Matrilin-3 as a putative effector of C-type natriuretic peptide signaling during TGF-ß induced chondrogenic differentiation of mesenchymal stem cells.

C-type natriuretic peptide (CNP) signaling has been implicated as an important regulator of chondrogenic differentiation during endochondral bone development. This preliminary study further investigated the putative effectors and/or targets of CNP signaling in transforming growth factor (TGF)-ß induced in vitro chondrogenic differentiation of mesenchymal stem cells (MSCs). Previously characterized human trabecular bone derived MSCs were induced either with only TGF-ß1 or with a combination of TGF-ß1 and CNP in micromass culture for 10 or 20 days. Genome wide gene expression profile changes in between these two groups were analyzed on day-10 or day-20 of culture. Results revealed that there were only 7 genes, whose expression change was fourfolds or higher in TGF-ß1 and CNP fed group in comparison to only TGF-ß1 fed group. The up-regulated genes included matrilin-3 (MATN3), engulfment and cell motility 1 (ELMO1), CD24, and DCN1, defective in cullin neddylation 1, domain containing 1 (DCUN1D1). The down-regulated genes, on the other hand, included LIM domain kinase 2 (LIMK2), Ewing sarcoma breakpoint region 1, and guanine nucleotide binding protein (G protein), gamma 12 (GNG12). The up-regulation of MATN3 was confirmed on the basis of RT-PCR. The known literature on both CNP signaling and MATN3 function in chondrogenesis match with each other and suggest MATN3 as a putative effector and/or target of CNP signaling during this process.

Dose dependent effect of C-type natriuretic peptide signaling in glycosaminoglycan synthesis during TGF-ß1 induced chondrogenic differentiation of mesenchymal stem cells.

Recent investigations credited important roles to C-type natriuretic peptide (CNP) signaling during chondrogenesis. This study investigated the putative role of CNP in transforming growth factor (TGF)-ß1 induced in vitro chondrogenic differentiation of mesenchymal stem cells (MSCs) in pellet culture. MSCs were derived from human trabecular bone and were characterized on the basis of their cell surface antigens and adipogenic, osteogenic, and chondrogenic differentiation potential. TGF-ß1 induced chondrogenic differentiation and glycosaminoglycan (GAG) synthesis was analyzed on the basis of basic histology, collagen type II, Sox 9 and aggrecan expressions, and Alcian blue staining.

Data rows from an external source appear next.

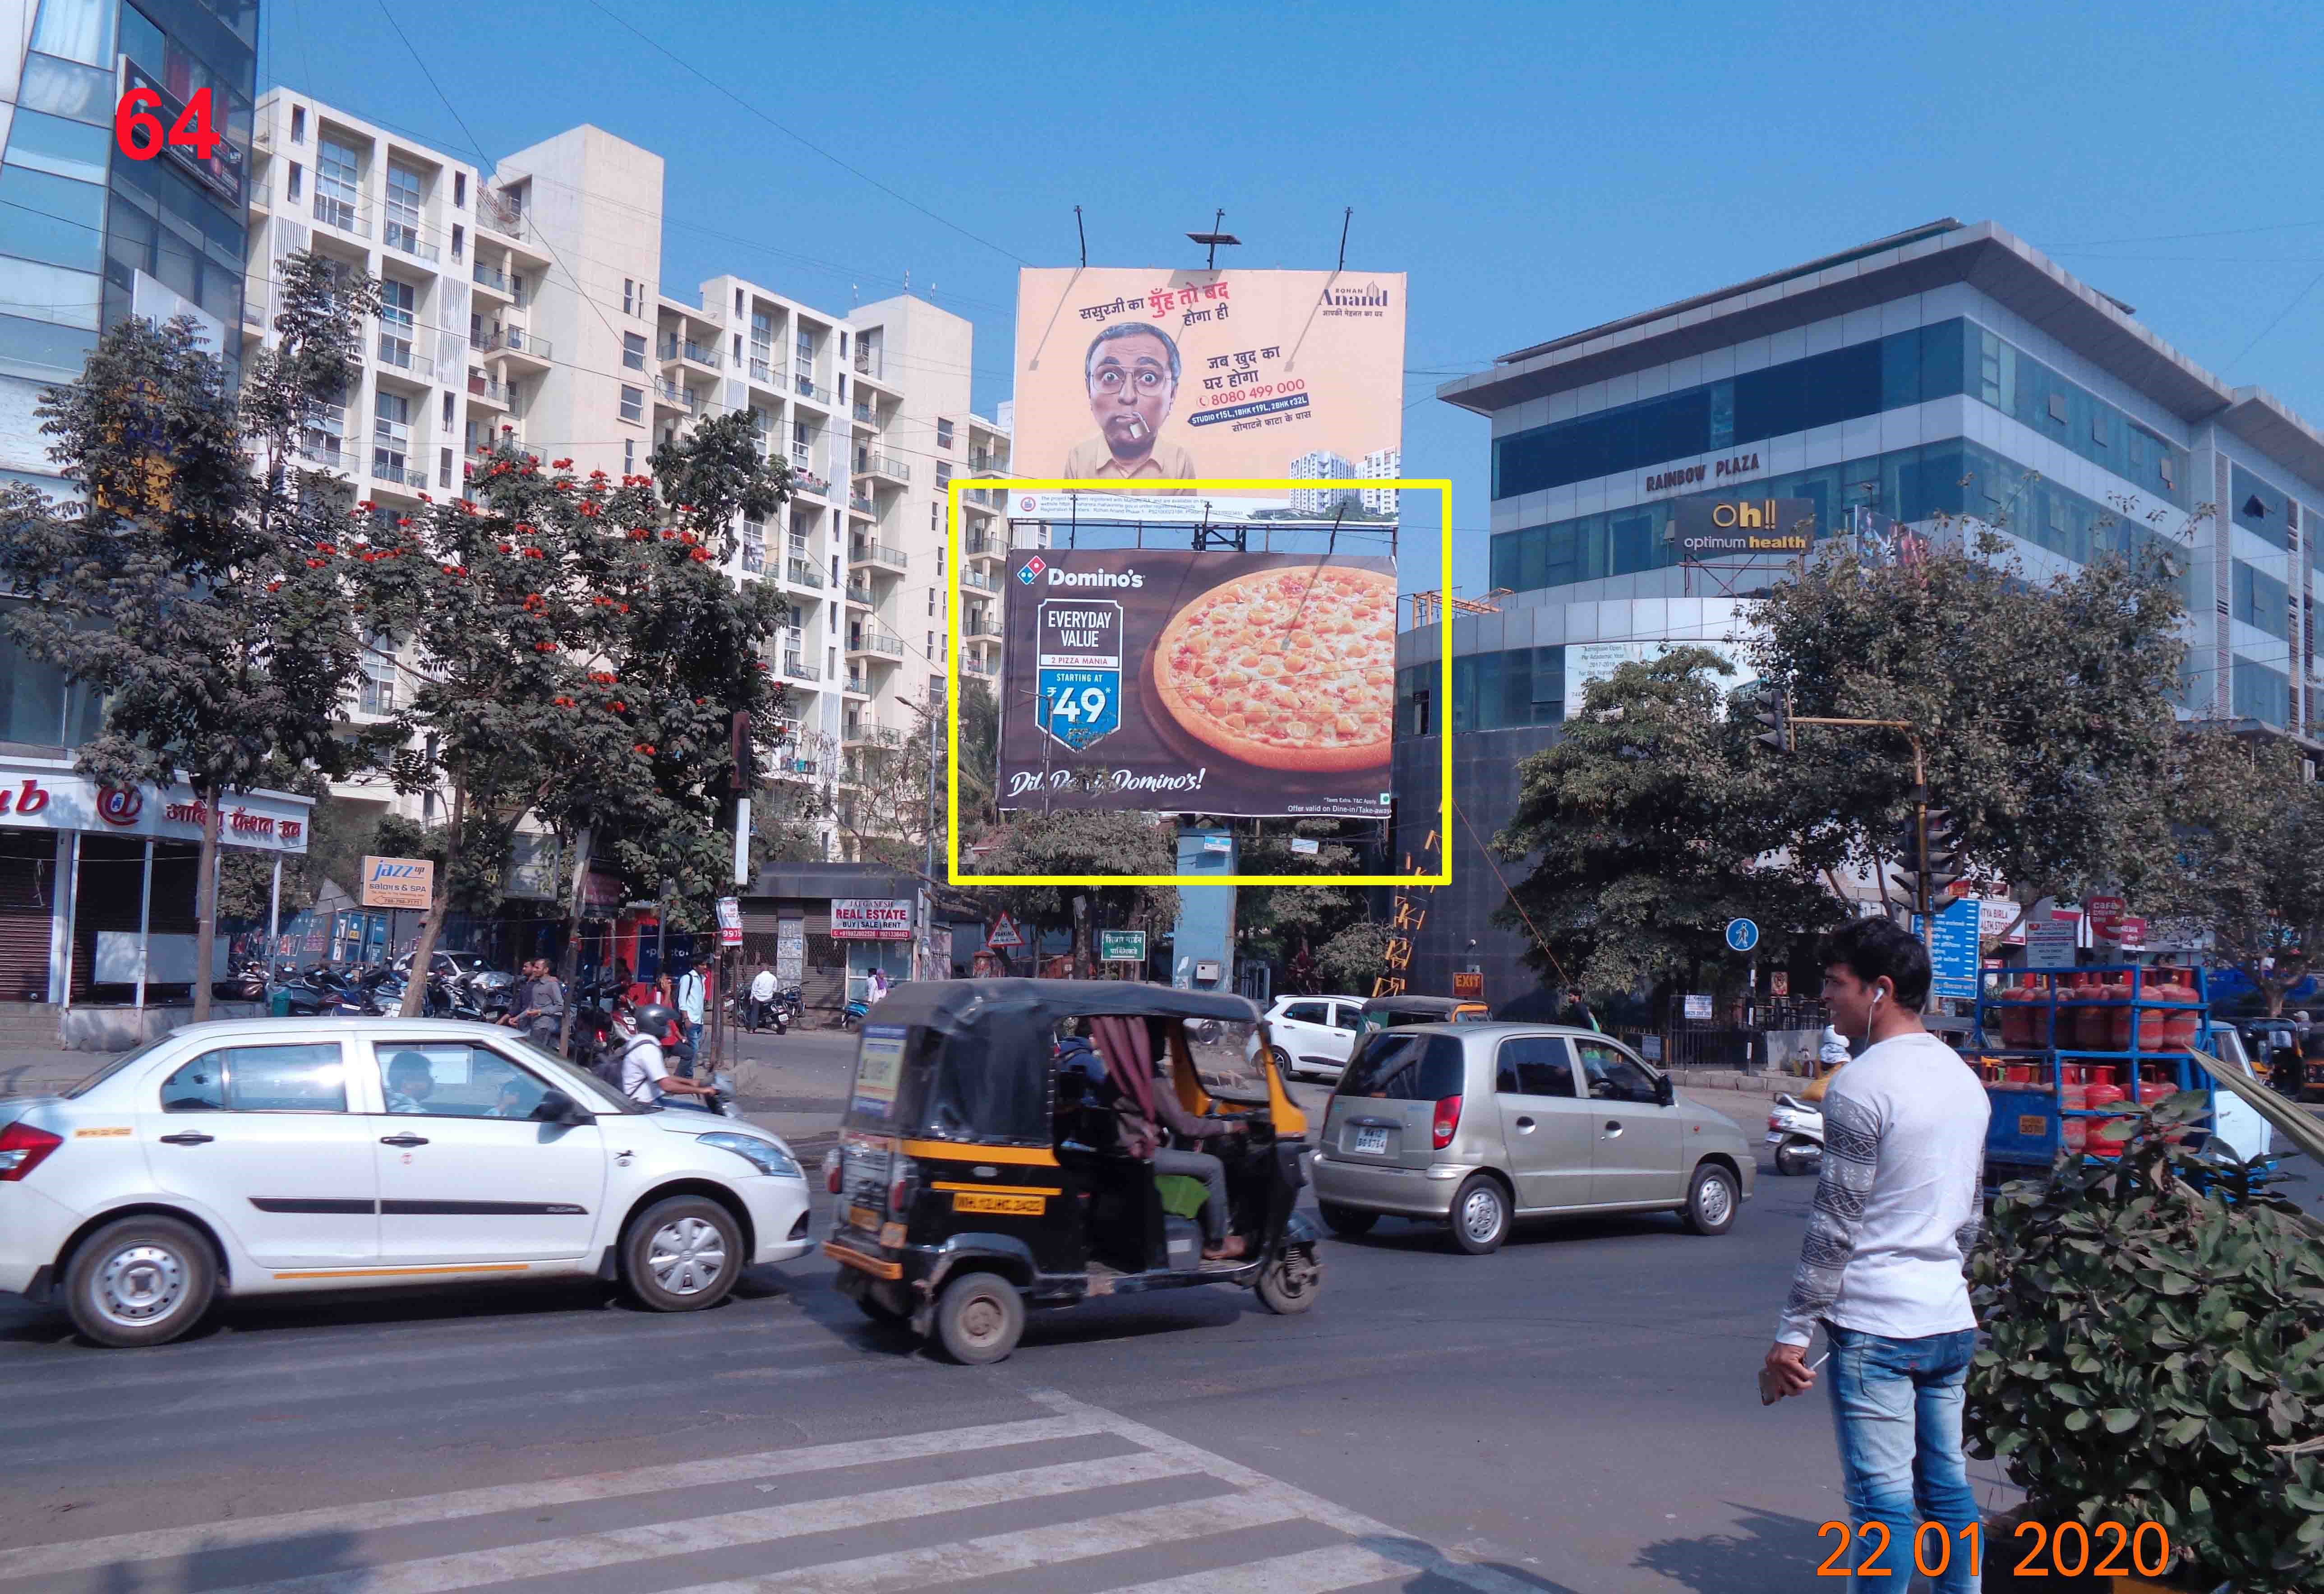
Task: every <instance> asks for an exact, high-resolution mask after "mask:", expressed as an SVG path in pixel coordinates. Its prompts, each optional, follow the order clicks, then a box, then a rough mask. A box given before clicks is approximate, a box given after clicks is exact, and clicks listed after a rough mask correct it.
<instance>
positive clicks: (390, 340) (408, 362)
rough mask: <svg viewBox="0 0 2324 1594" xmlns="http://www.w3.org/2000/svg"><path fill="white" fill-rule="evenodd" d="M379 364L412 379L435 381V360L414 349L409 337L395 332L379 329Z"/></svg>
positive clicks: (424, 380) (410, 339) (382, 366)
mask: <svg viewBox="0 0 2324 1594" xmlns="http://www.w3.org/2000/svg"><path fill="white" fill-rule="evenodd" d="M379 365H381V367H388V369H397V372H402V374H407V376H411V379H414V381H435V360H430V358H428V356H423V353H421V351H418V349H414V344H411V339H409V337H404V335H397V332H388V330H386V328H381V330H379Z"/></svg>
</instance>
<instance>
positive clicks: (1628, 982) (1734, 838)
mask: <svg viewBox="0 0 2324 1594" xmlns="http://www.w3.org/2000/svg"><path fill="white" fill-rule="evenodd" d="M1720 674H1729V665H1727V662H1724V660H1722V658H1720V655H1717V653H1710V651H1708V648H1673V651H1669V653H1664V655H1662V658H1657V660H1652V662H1645V665H1622V667H1620V669H1615V674H1613V676H1611V678H1606V681H1592V683H1590V690H1587V692H1585V697H1583V709H1580V713H1576V716H1569V718H1566V727H1564V737H1562V739H1559V741H1557V744H1552V746H1548V748H1543V751H1541V753H1534V755H1532V757H1527V760H1525V762H1522V764H1520V767H1518V806H1515V811H1513V813H1511V820H1508V825H1506V827H1504V830H1501V832H1499V834H1497V837H1494V850H1497V853H1499V855H1501V857H1506V860H1525V857H1527V855H1532V857H1534V860H1536V862H1534V867H1532V871H1529V874H1527V876H1525V878H1522V881H1518V883H1515V885H1513V888H1511V904H1508V906H1504V909H1499V911H1497V913H1494V920H1497V922H1501V925H1508V927H1511V929H1515V927H1522V925H1527V922H1529V925H1532V929H1534V932H1536V934H1538V936H1543V939H1545V941H1548V948H1550V950H1543V948H1541V943H1534V946H1532V948H1527V962H1529V964H1534V969H1536V971H1538V974H1541V976H1543V978H1545V981H1548V978H1550V976H1552V974H1557V971H1559V969H1562V974H1564V976H1566V981H1564V983H1573V985H1580V988H1585V990H1587V992H1592V995H1597V997H1615V995H1622V992H1631V990H1650V988H1666V985H1673V983H1678V981H1685V983H1690V985H1694V983H1697V981H1699V978H1701V976H1703V971H1706V969H1710V971H1717V974H1722V976H1724V978H1722V983H1734V978H1736V976H1738V974H1741V962H1743V960H1741V955H1736V953H1729V950H1727V941H1724V927H1727V920H1734V918H1752V920H1757V922H1759V927H1762V934H1764V936H1766V946H1769V953H1773V950H1776V948H1783V946H1785V943H1787V941H1792V939H1796V936H1808V934H1817V932H1822V929H1824V927H1827V925H1831V922H1834V920H1836V918H1838V916H1841V904H1838V902H1836V899H1834V897H1831V892H1827V890H1824V888H1822V883H1820V881H1817V876H1815V869H1813V867H1810V864H1808V862H1806V860H1803V857H1799V855H1796V853H1794V850H1789V848H1792V843H1794V832H1792V827H1789V813H1787V811H1785V804H1783V802H1780V795H1778V790H1776V783H1773V778H1771V776H1769V771H1766V769H1764V767H1759V764H1755V760H1752V757H1750V734H1748V730H1750V727H1748V720H1745V718H1743V716H1729V713H1727V697H1724V692H1722V690H1720V683H1717V681H1715V676H1720ZM1520 909H1522V913H1520ZM1550 953H1555V962H1552V957H1550Z"/></svg>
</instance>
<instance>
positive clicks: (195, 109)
mask: <svg viewBox="0 0 2324 1594" xmlns="http://www.w3.org/2000/svg"><path fill="white" fill-rule="evenodd" d="M156 109H160V91H156V88H130V91H128V93H125V95H121V105H116V107H114V142H116V144H121V153H123V156H128V158H130V160H151V158H153V156H158V153H160V151H163V144H170V146H174V149H191V151H193V156H195V160H209V156H211V151H214V149H216V146H218V135H216V130H214V128H211V125H209V91H207V88H195V91H193V98H191V100H186V109H184V112H181V114H179V119H177V121H174V123H170V135H167V139H165V137H163V130H160V116H156V114H153V112H156Z"/></svg>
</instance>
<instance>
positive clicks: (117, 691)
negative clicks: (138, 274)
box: [0, 253, 376, 1020]
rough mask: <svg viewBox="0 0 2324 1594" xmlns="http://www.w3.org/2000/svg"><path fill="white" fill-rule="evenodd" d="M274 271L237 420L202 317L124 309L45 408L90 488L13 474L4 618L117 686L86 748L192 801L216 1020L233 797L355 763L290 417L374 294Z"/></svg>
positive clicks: (80, 668)
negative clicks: (274, 317)
mask: <svg viewBox="0 0 2324 1594" xmlns="http://www.w3.org/2000/svg"><path fill="white" fill-rule="evenodd" d="M281 274H284V286H281V314H279V316H277V321H274V325H277V332H279V349H270V351H265V353H260V356H258V358H253V360H251V365H249V369H246V372H244V390H242V416H239V423H237V414H235V400H232V397H230V393H228V386H225V369H223V365H221V360H218V356H214V353H209V351H207V349H202V346H200V335H198V328H195V321H193V318H191V316H179V318H174V321H170V323H165V325H158V328H156V325H149V323H146V321H139V318H130V321H123V323H119V325H114V328H112V330H107V332H105V337H102V339H100V342H98V349H95V351H93V353H91V356H88V365H86V369H84V374H81V381H79V383H74V386H70V388H56V390H51V393H49V395H46V397H44V402H42V407H40V416H42V432H44V435H46V437H53V439H56V444H53V446H51V451H49V453H51V458H53V460H56V462H58V467H60V472H63V476H65V479H67V481H72V483H77V486H79V488H81V493H84V502H79V504H60V502H49V500H46V497H44V495H40V493H37V490H33V488H23V486H9V488H5V490H0V586H9V588H14V590H19V593H23V595H26V597H30V599H33V602H28V604H23V606H21V609H16V611H14V613H12V616H9V630H12V634H14V637H16V641H19V644H21V646H23V648H26V651H28V653H33V655H35V658H44V660H49V662H53V665H58V667H60V669H63V672H65V674H67V676H70V678H72V681H79V683H86V685H91V688H93V690H98V692H102V695H105V699H107V711H105V730H102V734H98V737H95V739H93V741H88V744H84V746H81V748H79V753H77V755H74V764H77V767H79V769H81V774H86V776H91V778H95V781H102V783H107V785H123V788H132V785H144V783H153V785H174V783H177V781H181V778H184V783H186V785H191V788H193V792H195V797H198V799H200V806H202V843H200V864H198V874H195V881H198V885H195V981H193V1015H195V1020H207V1018H209V990H211V967H209V964H211V948H214V941H216V916H218V913H216V909H218V904H216V890H214V881H216V860H218V813H221V806H223V804H225V799H230V797H232V795H235V792H249V790H256V788H258V785H263V783H265V778H267V774H270V771H279V769H284V767H314V769H318V771H323V774H342V771H344V769H349V767H351V762H353V760H356V757H358V753H356V748H353V746H351V744H349V741H344V739H339V737H337V734H335V732H337V718H339V704H342V699H344V697H346V692H349V690H351V685H353V678H356V667H358V648H360V634H358V620H356V616H358V611H360V604H358V599H356V597H353V590H351V583H349V579H346V562H344V560H342V558H339V553H337V541H339V520H337V514H335V511H332V507H330V488H328V479H325V476H318V474H311V472H300V469H290V465H288V460H290V451H293V448H290V444H293V430H295V425H297V421H300V418H302V416H304V414H307V411H309V409H311V407H314V404H318V402H328V400H330V397H332V395H337V393H342V390H344V383H346V381H349V379H351V376H353V374H356V369H358V365H356V349H358V339H360V335H363V316H365V314H370V311H372V309H374V307H376V297H374V293H376V288H374V286H372V283H370V281H367V279H360V277H356V279H346V281H342V279H335V277H332V272H330V267H328V265H325V263H323V260H321V258H318V256H311V253H300V256H290V258H288V260H286V263H284V265H281ZM251 446H256V448H258V458H256V467H258V469H256V474H253V458H251V453H249V448H251Z"/></svg>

Results revealed that human trabecular bone-derived MSCs express CNP and NPR-B analyzed on the basis of RT-PCR and immunohistochemistry. In pellet cultures of MSCs TGF-ß1 successfully induced chondrogenic differentiation and GAG synthesis. RT-PCR analyses of both CNP and NPR-B during this process revealed an activation of this signaling pathway in response to TGF-ß1. Similar cultures induced with TGF-ß1 and treated with different doses of CNP showed that CNP supplementation at 10(-8) and 10(-7) M concentrations significantly increased GAG synthesis in a dose dependent manner, whereas at 10(-6) M concentration this stimulatory effect was diminished. In conclusion, CNP/NPR-B signaling pathway is activated during TGF-ß1 induced chondrogenic differentiation of human trabecular bone-derived MSCs and may strongly be involved in GAG synthesis during this process. This effect is likely to be a dose-dependent effect.